ウ・テ・ル・ス

「お腹の赤ちゃんに聞かせているんです。」
「ああ、胎教ってやつね。良い音楽は胎児にもいい影響を及ぼすって言うしね。」
 秀麗は、真奈美が聞かせているものが音楽だと勝手に解釈していた。
「それに、あなたのアンクレットの鈴の音も綺麗だから、赤ちゃんも喜んでいるんじゃない?」
「そうですね…お腹の赤ちゃんもこの鈴の音がすると、一緒に踊りだすんです。」
「へぇー、わかるんだ…。」
 真奈美は2度ほど足踏みをして鈴を鳴らした。
「本当に素敵な音ね。どこで手に入れたの?」
「実は…プレゼントなんです。」
「そう…。選んだ人はとてもセンスがいいわ。」
「そうですか…でも彼は、ファッションと言うよりは、私が何処に居るか解るからって…。なんか猫に首輪を付けるみたいなことを言っていましたけど。」
「えっ、男の人からのプレゼントなの?」
「ええ、まあ…。」
「その人、相当あなたを好きだったのね。」
「そうでしょうか?そんな素振りはまったく見せませんが…。」
「自分の気持ちに気付くのにとっても時間がかかる動物なのよ、男はね…。」
 ベランダのふたりの女性は、それぞれの頭の中に、偶然にも同じ男のことを想い描いた。

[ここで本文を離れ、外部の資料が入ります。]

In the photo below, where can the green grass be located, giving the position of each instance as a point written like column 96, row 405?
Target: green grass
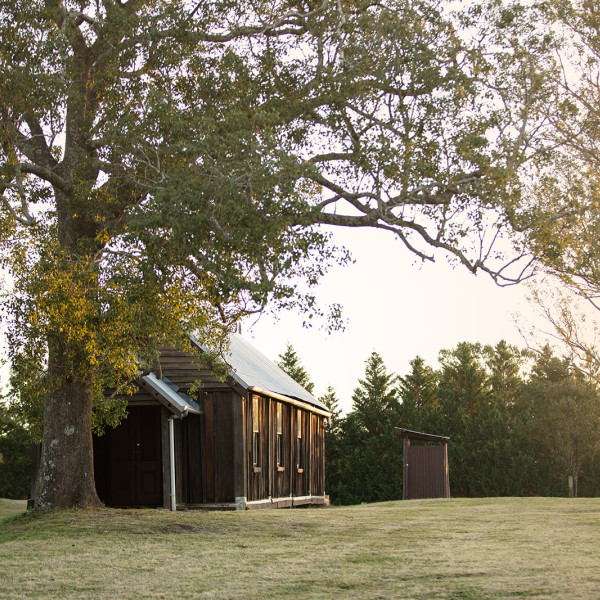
column 451, row 549
column 10, row 508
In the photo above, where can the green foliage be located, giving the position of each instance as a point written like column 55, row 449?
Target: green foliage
column 512, row 433
column 565, row 410
column 366, row 465
column 290, row 363
column 164, row 165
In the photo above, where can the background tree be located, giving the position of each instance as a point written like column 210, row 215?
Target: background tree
column 418, row 396
column 566, row 415
column 567, row 195
column 333, row 451
column 162, row 166
column 370, row 452
column 15, row 456
column 290, row 363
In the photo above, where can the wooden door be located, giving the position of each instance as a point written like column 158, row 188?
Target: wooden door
column 133, row 460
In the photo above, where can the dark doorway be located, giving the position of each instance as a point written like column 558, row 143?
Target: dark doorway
column 128, row 460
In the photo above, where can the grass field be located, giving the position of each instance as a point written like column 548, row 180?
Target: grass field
column 458, row 548
column 9, row 508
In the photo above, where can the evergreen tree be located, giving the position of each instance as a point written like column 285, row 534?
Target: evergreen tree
column 374, row 398
column 565, row 408
column 370, row 452
column 290, row 363
column 333, row 451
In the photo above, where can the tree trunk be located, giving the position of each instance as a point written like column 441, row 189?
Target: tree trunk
column 66, row 475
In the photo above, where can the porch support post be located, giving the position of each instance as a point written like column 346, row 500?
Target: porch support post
column 172, row 462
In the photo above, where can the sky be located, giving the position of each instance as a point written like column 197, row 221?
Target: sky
column 397, row 308
column 394, row 306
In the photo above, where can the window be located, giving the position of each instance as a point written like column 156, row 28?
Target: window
column 279, row 435
column 255, row 432
column 298, row 438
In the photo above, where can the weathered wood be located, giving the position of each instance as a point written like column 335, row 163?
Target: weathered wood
column 166, row 463
column 237, row 409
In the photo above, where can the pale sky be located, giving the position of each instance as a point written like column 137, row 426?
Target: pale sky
column 393, row 306
column 397, row 308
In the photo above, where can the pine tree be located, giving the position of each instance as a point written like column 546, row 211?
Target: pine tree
column 290, row 363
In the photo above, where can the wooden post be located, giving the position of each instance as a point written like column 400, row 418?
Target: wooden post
column 405, row 468
column 164, row 428
column 239, row 464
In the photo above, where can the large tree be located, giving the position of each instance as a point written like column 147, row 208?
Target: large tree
column 163, row 165
column 567, row 196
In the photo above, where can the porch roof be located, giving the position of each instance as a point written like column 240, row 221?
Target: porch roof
column 166, row 393
column 254, row 371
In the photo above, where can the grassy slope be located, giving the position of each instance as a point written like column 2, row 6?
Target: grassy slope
column 9, row 508
column 490, row 548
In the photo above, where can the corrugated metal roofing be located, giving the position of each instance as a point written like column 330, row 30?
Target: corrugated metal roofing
column 180, row 403
column 252, row 369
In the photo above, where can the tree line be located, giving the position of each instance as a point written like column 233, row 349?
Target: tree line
column 521, row 424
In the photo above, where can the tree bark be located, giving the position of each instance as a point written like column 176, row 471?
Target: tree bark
column 66, row 474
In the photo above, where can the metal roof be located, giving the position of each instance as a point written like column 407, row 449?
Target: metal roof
column 177, row 402
column 251, row 369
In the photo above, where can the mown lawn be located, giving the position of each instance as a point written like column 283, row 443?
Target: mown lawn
column 458, row 548
column 10, row 508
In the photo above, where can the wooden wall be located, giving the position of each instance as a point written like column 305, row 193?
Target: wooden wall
column 204, row 464
column 292, row 478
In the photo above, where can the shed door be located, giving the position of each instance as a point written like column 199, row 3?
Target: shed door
column 134, row 459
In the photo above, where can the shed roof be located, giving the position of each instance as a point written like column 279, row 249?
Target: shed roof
column 254, row 371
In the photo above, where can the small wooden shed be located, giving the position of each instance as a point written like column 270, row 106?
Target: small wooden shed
column 425, row 472
column 255, row 440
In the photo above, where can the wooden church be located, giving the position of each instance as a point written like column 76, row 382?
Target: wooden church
column 255, row 440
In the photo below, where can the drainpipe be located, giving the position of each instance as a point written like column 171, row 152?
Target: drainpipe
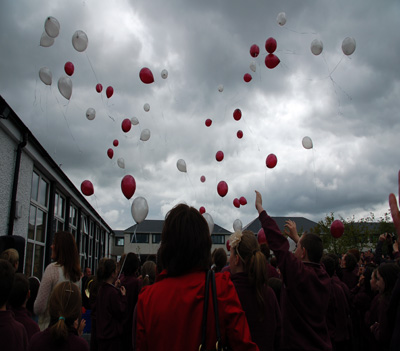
column 11, row 218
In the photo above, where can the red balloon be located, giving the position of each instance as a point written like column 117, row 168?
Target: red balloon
column 126, row 125
column 110, row 153
column 222, row 188
column 270, row 45
column 128, row 186
column 219, row 156
column 261, row 236
column 87, row 188
column 247, row 77
column 237, row 114
column 228, row 245
column 254, row 50
column 69, row 68
column 337, row 228
column 146, row 76
column 271, row 61
column 109, row 91
column 271, row 161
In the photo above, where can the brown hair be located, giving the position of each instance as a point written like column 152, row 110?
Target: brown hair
column 66, row 255
column 255, row 265
column 148, row 272
column 10, row 255
column 65, row 305
column 219, row 258
column 185, row 241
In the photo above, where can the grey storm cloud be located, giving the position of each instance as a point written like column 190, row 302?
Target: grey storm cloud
column 348, row 105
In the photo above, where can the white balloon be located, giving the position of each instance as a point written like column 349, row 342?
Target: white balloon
column 348, row 46
column 307, row 143
column 210, row 222
column 80, row 41
column 52, row 27
column 281, row 19
column 121, row 163
column 253, row 66
column 134, row 121
column 90, row 113
column 45, row 75
column 237, row 225
column 46, row 41
column 145, row 135
column 181, row 164
column 316, row 47
column 139, row 209
column 164, row 74
column 65, row 87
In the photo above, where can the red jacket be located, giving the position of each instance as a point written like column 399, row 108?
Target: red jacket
column 169, row 314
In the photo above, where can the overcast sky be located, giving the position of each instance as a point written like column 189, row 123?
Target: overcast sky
column 348, row 105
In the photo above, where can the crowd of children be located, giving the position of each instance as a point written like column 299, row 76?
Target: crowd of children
column 301, row 300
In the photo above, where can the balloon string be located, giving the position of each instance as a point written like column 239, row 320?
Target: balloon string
column 66, row 120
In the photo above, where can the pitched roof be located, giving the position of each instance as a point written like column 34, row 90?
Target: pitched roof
column 155, row 226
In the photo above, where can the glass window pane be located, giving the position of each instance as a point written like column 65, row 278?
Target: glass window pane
column 61, row 207
column 28, row 259
column 32, row 221
column 40, row 225
column 38, row 264
column 140, row 238
column 56, row 197
column 34, row 186
column 156, row 238
column 43, row 190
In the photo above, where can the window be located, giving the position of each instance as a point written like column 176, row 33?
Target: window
column 140, row 238
column 73, row 221
column 84, row 241
column 218, row 239
column 37, row 226
column 156, row 238
column 119, row 241
column 59, row 212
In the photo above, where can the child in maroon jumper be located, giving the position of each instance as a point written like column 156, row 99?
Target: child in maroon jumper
column 18, row 298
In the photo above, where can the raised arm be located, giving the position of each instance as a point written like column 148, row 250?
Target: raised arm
column 291, row 230
column 394, row 210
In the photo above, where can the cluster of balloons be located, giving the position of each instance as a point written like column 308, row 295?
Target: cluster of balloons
column 79, row 42
column 348, row 46
column 237, row 202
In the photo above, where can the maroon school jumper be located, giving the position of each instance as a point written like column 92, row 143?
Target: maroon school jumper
column 23, row 316
column 13, row 335
column 110, row 313
column 266, row 333
column 132, row 286
column 304, row 296
column 43, row 341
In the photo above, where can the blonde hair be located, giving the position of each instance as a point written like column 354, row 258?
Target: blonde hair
column 65, row 305
column 255, row 265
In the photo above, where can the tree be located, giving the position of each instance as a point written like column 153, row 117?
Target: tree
column 362, row 234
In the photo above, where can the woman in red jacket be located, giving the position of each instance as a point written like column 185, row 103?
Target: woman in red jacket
column 169, row 312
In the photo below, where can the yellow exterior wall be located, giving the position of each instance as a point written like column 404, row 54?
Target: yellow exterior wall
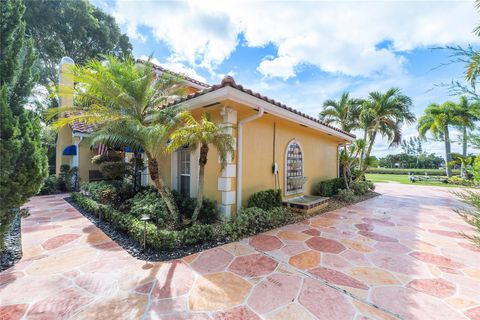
column 319, row 150
column 64, row 139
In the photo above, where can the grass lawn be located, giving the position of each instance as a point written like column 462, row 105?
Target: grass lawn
column 403, row 179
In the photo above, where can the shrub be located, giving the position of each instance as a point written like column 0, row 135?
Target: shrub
column 430, row 172
column 50, row 185
column 328, row 188
column 456, row 180
column 198, row 233
column 208, row 213
column 101, row 158
column 115, row 193
column 346, row 195
column 266, row 199
column 114, row 170
column 253, row 220
column 362, row 187
column 150, row 203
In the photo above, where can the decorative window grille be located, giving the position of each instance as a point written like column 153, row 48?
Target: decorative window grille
column 183, row 167
column 294, row 178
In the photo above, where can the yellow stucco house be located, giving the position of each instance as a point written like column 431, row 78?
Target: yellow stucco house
column 276, row 147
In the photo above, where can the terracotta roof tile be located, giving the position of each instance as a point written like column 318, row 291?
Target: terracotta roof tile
column 229, row 81
column 176, row 74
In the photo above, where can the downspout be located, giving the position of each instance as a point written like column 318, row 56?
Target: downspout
column 259, row 114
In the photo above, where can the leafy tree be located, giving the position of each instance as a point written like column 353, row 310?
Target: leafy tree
column 23, row 159
column 203, row 134
column 344, row 112
column 72, row 28
column 437, row 119
column 384, row 114
column 123, row 100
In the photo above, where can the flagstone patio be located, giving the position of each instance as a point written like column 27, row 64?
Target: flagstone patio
column 394, row 256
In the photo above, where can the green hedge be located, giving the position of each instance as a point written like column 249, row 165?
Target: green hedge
column 156, row 238
column 266, row 200
column 430, row 172
column 329, row 188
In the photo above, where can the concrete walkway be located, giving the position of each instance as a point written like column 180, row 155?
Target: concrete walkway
column 395, row 256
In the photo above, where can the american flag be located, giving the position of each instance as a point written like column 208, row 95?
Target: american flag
column 102, row 149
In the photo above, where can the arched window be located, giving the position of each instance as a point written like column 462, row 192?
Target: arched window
column 294, row 179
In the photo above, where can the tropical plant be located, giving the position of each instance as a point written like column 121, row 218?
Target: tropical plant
column 436, row 120
column 343, row 113
column 384, row 114
column 202, row 133
column 466, row 113
column 123, row 100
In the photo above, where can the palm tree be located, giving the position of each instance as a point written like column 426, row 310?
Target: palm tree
column 343, row 113
column 437, row 119
column 203, row 133
column 123, row 100
column 467, row 113
column 385, row 113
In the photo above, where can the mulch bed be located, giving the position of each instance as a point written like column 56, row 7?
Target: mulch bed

 妊娠8カ月(28〜31週)お腹の赤ちゃんの大きさは約40センチ。秋良のスマートフォンに真奈美からのメッセージが届いた。開いてみると、モノクロで、扇形に開いた線で構成された電子画のようなものが添付されていた。
『今日、お腹の中の赤ちゃんが女の子だとわかりました。真奈美』
 エコー画像か。どこをどう見ても赤ちゃんの姿なんて見えてこない。こんな画像でどうして性別なんかわかるのか、秋良にはまったく判読できなかった。

 妊娠9カ月(32〜35週)お腹の赤ちゃんの大きさは約45センチ。益々大きくなるおなかに、腰痛や足の付け根が痛む。むくみが見える顔にもシミ、ソバカスが濃くなってきたようだ。そんな体調の変化に加え、あと少しで赤ちゃんに会えるという期待と、分娩やその後のことに対する不安感が入り混じって、真奈美は精神的に不安定になった。実際、秋良のことを考える余裕もなくなってきている。代議士夫人が秘書達を引き連れて一軒家に乗り込んできたのは、そんな折だった。